Reaching new readers

Attree has put Caine Prize winners in touch with Worldreader, a Western, donor-funded non-profit that distributes pre-loaded e-readers to schools across Africa and has recently developed its own mobile reading app, which it says is now on 5 million phones, most of them in Asia and Africa.

She encourages them to allow the organization to use their work for free. Short stories, she says, may be particularly attractive for someone reading on a mobile phone.  

"We have a great faith in the short story as such a vehicle for our time," she says.

Like Kwani’s Wachuka, Attree believes that readers who start with free stories might go on to buy books. They also might go on to be writers who will one day submit short stories to Caine Prize judges, Attree says.

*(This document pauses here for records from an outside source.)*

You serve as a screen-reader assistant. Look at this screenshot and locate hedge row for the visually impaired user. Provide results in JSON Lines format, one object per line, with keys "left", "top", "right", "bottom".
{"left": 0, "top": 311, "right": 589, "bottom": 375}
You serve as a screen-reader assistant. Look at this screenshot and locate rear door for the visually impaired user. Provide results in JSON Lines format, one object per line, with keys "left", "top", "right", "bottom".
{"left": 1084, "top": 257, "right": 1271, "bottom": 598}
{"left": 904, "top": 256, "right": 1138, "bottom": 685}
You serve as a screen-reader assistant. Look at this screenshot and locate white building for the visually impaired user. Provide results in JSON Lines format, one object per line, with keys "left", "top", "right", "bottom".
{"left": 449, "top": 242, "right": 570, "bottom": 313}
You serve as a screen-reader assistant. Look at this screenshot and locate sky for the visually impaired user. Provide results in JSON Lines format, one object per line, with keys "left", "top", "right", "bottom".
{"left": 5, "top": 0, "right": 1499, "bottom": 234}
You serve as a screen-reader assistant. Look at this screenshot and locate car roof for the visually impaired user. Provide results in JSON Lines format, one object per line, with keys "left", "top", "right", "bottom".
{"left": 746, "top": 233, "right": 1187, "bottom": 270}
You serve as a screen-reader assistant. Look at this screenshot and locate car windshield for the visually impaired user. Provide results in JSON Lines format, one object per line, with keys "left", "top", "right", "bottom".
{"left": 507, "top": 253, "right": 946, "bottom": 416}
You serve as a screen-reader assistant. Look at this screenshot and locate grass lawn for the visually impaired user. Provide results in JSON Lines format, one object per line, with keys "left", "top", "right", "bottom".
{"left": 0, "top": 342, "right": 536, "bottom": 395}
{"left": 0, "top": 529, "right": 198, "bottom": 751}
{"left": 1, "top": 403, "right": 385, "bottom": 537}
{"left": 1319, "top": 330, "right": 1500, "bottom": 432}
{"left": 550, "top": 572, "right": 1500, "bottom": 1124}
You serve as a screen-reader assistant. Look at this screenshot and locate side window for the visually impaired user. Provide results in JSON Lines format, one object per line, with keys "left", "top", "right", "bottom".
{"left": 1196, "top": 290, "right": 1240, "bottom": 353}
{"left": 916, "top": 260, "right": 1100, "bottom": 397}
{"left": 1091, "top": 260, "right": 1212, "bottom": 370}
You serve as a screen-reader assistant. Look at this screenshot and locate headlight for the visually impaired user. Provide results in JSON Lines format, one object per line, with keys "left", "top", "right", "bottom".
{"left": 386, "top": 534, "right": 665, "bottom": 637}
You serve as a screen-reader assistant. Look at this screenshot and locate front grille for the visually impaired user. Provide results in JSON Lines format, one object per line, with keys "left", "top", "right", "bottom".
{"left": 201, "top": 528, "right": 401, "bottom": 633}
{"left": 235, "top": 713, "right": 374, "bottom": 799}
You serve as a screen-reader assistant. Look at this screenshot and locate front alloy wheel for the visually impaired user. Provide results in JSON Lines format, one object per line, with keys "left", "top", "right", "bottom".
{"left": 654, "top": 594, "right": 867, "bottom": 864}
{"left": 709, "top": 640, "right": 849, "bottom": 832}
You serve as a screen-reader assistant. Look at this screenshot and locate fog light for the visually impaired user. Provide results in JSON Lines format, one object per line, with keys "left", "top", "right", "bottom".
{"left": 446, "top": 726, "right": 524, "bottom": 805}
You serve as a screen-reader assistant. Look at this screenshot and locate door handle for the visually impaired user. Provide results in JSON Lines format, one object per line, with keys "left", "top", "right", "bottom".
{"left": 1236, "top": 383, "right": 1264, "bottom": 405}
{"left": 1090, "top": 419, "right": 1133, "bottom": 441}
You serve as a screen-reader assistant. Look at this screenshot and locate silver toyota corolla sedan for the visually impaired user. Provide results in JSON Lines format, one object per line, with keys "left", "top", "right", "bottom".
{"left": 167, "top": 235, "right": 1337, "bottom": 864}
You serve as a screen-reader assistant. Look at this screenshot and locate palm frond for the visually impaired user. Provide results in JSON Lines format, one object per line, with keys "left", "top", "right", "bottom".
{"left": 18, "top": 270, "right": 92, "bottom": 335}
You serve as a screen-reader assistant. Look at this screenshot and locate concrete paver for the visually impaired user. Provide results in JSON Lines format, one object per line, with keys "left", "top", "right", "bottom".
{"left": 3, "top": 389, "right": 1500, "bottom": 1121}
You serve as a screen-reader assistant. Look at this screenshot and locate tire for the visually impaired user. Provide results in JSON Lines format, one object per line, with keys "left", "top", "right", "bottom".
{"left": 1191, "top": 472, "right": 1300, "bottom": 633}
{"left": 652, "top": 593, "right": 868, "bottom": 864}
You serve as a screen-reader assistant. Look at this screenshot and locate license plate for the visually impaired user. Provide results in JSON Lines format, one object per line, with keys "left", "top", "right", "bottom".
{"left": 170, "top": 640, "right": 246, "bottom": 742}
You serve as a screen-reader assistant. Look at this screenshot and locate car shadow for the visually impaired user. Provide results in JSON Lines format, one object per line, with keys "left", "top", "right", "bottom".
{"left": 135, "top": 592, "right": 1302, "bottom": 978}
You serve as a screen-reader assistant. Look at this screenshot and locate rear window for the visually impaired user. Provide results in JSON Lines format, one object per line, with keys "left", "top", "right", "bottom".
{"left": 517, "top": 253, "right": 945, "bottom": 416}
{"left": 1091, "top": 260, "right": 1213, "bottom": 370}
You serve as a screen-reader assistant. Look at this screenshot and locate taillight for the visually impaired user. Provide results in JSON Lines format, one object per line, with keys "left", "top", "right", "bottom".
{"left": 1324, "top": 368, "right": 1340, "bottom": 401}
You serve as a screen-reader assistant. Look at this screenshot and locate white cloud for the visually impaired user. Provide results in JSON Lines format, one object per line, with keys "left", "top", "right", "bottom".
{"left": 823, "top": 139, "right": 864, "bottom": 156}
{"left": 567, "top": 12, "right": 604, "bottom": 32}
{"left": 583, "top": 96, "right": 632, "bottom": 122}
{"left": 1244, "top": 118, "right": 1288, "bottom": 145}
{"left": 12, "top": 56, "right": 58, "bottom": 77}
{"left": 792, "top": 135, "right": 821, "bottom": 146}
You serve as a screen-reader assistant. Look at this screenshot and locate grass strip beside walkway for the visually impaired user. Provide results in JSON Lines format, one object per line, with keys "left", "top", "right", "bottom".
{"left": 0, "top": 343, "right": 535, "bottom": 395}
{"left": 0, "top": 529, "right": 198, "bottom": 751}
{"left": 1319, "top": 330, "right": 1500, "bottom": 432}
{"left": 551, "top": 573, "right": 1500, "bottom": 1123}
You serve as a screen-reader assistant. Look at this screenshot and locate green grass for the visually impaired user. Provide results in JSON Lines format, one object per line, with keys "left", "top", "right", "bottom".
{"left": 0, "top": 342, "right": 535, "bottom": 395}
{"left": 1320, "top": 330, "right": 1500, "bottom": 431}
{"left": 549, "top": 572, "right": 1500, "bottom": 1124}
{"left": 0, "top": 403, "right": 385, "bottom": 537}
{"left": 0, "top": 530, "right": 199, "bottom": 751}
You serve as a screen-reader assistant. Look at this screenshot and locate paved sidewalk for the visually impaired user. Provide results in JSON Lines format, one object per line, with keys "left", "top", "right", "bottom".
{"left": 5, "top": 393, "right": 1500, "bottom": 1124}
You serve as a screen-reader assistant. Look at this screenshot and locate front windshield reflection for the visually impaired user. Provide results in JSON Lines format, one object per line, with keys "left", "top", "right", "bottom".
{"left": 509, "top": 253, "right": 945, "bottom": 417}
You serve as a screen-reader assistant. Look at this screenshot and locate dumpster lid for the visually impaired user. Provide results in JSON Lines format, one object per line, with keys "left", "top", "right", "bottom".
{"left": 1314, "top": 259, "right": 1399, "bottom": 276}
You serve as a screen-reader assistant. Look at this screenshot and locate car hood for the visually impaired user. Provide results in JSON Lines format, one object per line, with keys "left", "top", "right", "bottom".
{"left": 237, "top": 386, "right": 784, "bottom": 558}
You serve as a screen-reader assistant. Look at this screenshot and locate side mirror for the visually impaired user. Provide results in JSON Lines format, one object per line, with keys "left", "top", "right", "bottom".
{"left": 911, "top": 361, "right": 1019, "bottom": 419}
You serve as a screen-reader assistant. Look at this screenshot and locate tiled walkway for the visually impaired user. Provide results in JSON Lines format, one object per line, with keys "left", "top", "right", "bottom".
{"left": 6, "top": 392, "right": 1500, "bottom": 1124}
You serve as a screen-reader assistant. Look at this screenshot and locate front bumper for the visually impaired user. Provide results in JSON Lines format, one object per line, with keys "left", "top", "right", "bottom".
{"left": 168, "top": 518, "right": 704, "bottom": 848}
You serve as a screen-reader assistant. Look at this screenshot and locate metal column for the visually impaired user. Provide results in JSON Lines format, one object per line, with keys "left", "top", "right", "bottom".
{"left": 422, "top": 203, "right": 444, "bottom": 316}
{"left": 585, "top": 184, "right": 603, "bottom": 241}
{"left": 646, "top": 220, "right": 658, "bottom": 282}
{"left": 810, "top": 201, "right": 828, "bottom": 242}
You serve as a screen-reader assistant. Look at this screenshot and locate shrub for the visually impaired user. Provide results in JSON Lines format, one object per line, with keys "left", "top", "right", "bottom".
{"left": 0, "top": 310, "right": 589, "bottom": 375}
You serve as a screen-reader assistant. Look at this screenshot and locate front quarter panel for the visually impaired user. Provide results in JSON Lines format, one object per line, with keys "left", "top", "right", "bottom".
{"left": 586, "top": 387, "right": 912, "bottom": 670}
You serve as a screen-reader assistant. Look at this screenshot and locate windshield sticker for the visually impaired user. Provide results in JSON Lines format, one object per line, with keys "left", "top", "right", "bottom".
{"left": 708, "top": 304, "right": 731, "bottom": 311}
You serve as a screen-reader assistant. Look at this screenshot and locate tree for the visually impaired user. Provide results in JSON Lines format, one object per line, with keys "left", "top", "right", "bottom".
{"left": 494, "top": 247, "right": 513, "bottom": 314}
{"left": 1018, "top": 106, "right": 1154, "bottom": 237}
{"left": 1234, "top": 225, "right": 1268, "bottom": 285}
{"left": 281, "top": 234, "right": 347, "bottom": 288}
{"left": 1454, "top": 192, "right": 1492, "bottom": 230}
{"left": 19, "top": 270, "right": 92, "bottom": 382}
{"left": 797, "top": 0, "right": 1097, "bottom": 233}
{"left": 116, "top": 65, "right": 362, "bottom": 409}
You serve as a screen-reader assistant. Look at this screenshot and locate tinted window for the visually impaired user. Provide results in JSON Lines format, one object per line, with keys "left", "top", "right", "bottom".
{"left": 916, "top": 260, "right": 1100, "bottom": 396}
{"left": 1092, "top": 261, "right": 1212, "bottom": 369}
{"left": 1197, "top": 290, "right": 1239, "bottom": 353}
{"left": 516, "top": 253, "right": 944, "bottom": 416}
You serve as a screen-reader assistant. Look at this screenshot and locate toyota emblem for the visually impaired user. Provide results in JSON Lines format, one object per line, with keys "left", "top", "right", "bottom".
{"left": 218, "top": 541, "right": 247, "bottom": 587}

Sudanese novelist Leila Aboulela is a Caine Prize awardee who allowed Worldreader to include her winning story, "The Museum," in its library.

"It’s a very good way of reaching points of the world where it’s difficult for books to reach," Ms. Aboulela says.

From her home in Scotland, she says she can easily imagine her short story being read on mobile phones in Africa. 

Unlike in the West, she says, many African readers grew up with phones as their primary reading device, rather than books or computers. 

"People there are much more comfortable with technology than even we are here in the West," she says.